At this time of my boy-life most of the daylight hours were spent out
of doors, as when
Not watching the birds in our plantation or asked to
go and look at the flock grazing somewhere a mile or so from home, in
the absence of the shepherd or his boy, I was always away somewhere on
the plain with my small brother on egg-hunting or other expeditions.
In the spring and summer we often visited the lagoons or marshes, the
most fascinating places I knew on account of their abundant wild bird
life. There were four of these lagoons, all in different directions
and all within two or three miles from home. They were shallow
lakelets, called _lagunas,_ each occupying an area of three or four
hundred acres, with some open water and the rest overgrown with bright
green sedges in dense beds, called _pajonales,_ and immense beds of
bulrushes, called _juncales._ These last were always the best to
explore when the water was not deeper than the saddle-girth, and where
the round dark polished stems, crowned with their bright brown tufts,
were higher than our heads when we urged our horses through them.

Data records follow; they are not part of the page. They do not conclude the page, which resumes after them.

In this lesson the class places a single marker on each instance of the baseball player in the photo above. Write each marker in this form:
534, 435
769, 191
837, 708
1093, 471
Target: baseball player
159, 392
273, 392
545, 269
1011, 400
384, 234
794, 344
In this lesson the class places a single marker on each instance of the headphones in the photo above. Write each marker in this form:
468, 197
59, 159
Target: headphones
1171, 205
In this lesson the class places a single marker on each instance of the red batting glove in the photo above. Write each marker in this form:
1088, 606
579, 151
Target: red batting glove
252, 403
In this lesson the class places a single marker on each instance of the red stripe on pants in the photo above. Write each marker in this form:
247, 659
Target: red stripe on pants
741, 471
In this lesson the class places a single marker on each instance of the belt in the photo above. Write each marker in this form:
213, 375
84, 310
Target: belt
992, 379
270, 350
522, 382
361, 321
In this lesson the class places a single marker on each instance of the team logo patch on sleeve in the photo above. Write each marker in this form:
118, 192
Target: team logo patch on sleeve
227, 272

These were the breeding-places of some small birds that had their
beautifully-made nests a couple of feet or so above the water,
attached in some cases to single, in others to two or three, rush
stems. And here, too, we found the nests of several large species -
egret, night-heron, cormorant, and occasionally a hawk - birds which
build on trees in forest districts, but here on the treeless region of
the pampas they made their nests among the rushes.